Temidden van al het politieke geweld rond onder meer Europese verkiezingen, de gemeentelijke (her)formatie of de effecten van de voorjaarsnota op bijvoorbeeld de jeugdzorg nodigde het Elde College wethouder Menno Roozendaal uit voor een middag maatschappelijk en politiek brainstormen met leerlingen van de tweetalige opleiding.
Hij bezocht een aantal jaren terug zelf de school en mocht nu participeren in de discussies rond drie thema’s: eentje rond de gevolgen van de vergrijzing, eentje rond werken en wonen en een derde rond klimaat.
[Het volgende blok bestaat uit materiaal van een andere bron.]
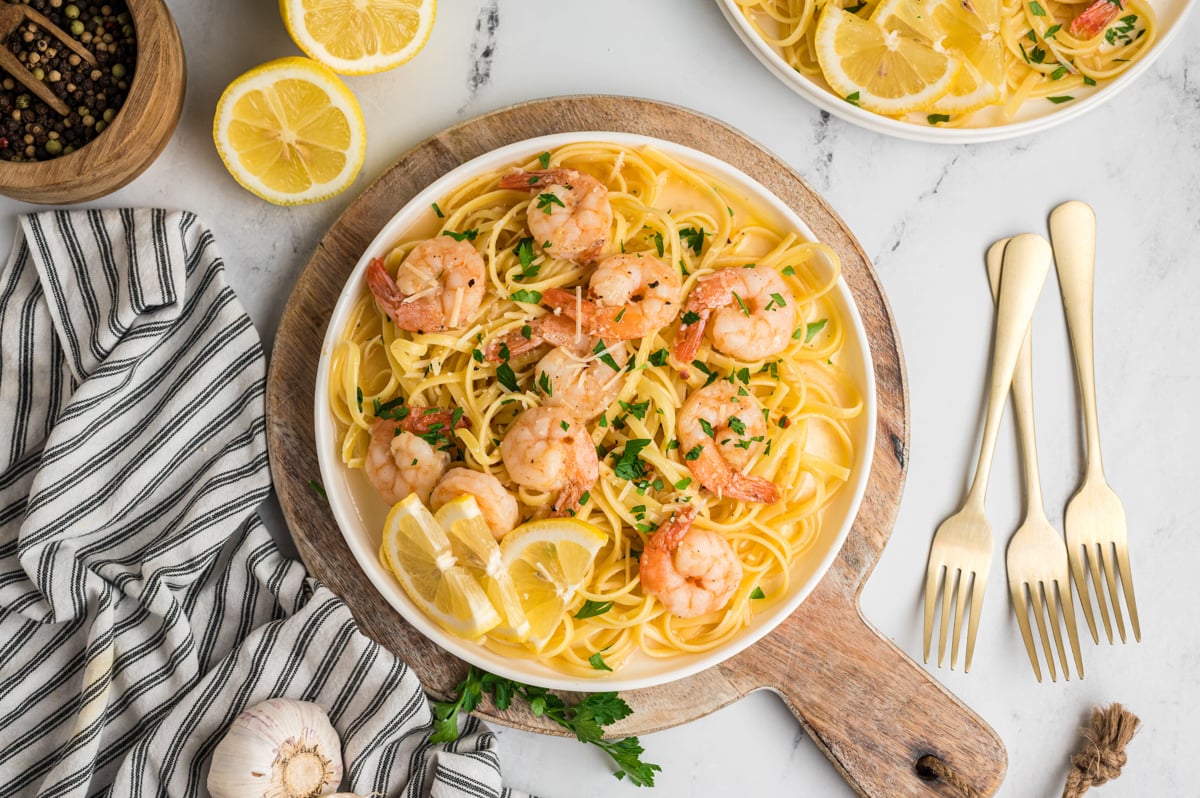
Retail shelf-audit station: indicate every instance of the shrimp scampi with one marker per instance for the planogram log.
(549, 449)
(749, 312)
(719, 431)
(438, 287)
(693, 571)
(629, 297)
(570, 217)
(499, 507)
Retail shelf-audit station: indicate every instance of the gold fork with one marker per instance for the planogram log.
(1095, 522)
(1037, 556)
(963, 544)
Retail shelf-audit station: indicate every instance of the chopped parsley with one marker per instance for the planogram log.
(526, 295)
(592, 609)
(547, 201)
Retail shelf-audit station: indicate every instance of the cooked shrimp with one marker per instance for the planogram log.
(581, 381)
(549, 449)
(749, 311)
(570, 217)
(693, 571)
(438, 287)
(499, 507)
(399, 462)
(735, 423)
(629, 297)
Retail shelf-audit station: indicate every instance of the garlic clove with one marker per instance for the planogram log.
(277, 749)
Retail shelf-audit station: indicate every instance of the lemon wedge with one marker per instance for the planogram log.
(291, 132)
(475, 549)
(359, 36)
(886, 71)
(420, 553)
(549, 561)
(970, 31)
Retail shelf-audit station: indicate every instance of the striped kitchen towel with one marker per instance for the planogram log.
(143, 604)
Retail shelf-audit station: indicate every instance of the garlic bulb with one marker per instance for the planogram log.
(277, 749)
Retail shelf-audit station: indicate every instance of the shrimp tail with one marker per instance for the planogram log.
(715, 474)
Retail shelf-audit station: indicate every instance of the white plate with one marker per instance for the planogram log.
(987, 125)
(360, 513)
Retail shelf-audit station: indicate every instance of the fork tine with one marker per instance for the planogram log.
(1109, 569)
(1127, 585)
(933, 580)
(960, 605)
(1079, 576)
(948, 589)
(978, 586)
(1093, 564)
(1053, 615)
(1068, 616)
(1039, 617)
(1023, 621)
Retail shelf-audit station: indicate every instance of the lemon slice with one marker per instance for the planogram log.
(359, 36)
(419, 552)
(885, 71)
(969, 31)
(549, 561)
(475, 549)
(291, 132)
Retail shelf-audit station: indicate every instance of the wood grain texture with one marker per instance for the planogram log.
(138, 133)
(869, 707)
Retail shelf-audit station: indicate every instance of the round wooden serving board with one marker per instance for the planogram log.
(870, 708)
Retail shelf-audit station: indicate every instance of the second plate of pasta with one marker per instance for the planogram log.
(595, 408)
(949, 71)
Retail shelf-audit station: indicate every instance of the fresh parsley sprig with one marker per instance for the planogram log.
(585, 719)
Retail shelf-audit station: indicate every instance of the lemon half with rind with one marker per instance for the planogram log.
(549, 561)
(291, 132)
(420, 553)
(359, 36)
(886, 71)
(475, 549)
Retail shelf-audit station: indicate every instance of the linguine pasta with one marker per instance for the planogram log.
(665, 208)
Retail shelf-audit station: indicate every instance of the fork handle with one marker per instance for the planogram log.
(1073, 232)
(1026, 263)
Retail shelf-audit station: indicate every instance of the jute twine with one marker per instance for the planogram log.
(1101, 760)
(1103, 756)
Omdat het ging om leerlingen van de tweetalige opleiding vonden de discussies plaats in het Engels.
Wethouder Roozendaal was in de eerste plaats blij verrast te zien hoe vaardig de leerlingen tijdens de discussies omgingen met de voor hen toch ‘vreemde’ taal. In de tweede plaats gaven de soms verrassende standpunten hem reden tot nadenken.
Roozendaal: “Zo ging het bijvoorbeeld over krimpende leerlingenaantallen. Politiek gezien is dan de meest voorkomende oplossing: scholen sluiten. Verrassend is te zien hoe de jeugd zoekt naar compromissen. Zo denken ze aan e-learning wanneer het gaat om het leerproces zelf, maar wanneer het dan aankomt op het sociale aspect van het onderwijs, het samen in een groep doen en denken, komt plotseling een mogelijke logistieke oplossing naar voren. Ik vind dat leuk.”
Hij komt met nog een voorbeeld. “Het ging over het verdelen van subsidies voor kunst. Vooraf zou ik voor zeker aannemen dat ze die zouden bestemmen voor de eigen leeftijdsgroep. Helemaal niet dus, ze hadden zeker ook oog voor de ouderen,” aldus de wethouder, “en datzelfde zag ik ook bij het vraagstuk rond wonen en zorg. Niet of het één of het ander, maar tussenoplossingen, samen doen.”
Toch was het niet allemaal verrassing voor de wethouder, want dat de jeugd kiest voor alternatieve energiebronnen en dan vooral zonne-energie, nee, dat had hij wel verwacht. Zoals het hem ook niet verbaasde dat enthousiasme voor windmolens veel minder groot bleek.
Los van het bezoek aan het Elde-college, meer in het algemeen gesteld, meent Roozendaal een interessante trendbreuk waar te nemen: “Een aantal jaren terug lag het beroepsideaal van de jongeren veelal in de richting van werken bij zakelijke dienstverleners als Deloitte of PricewaterhouseCoopers. Vandaag de dag zoeken ze het steeds meer in innoverende start-ups, veelal met een duidelijk relevant maatschappelijk doel. Mooi is dat, want het werkt niet alleen door in hun mogelijke beroepskeuze, maar ook in de manier waarop ze in de maatschappij staan.”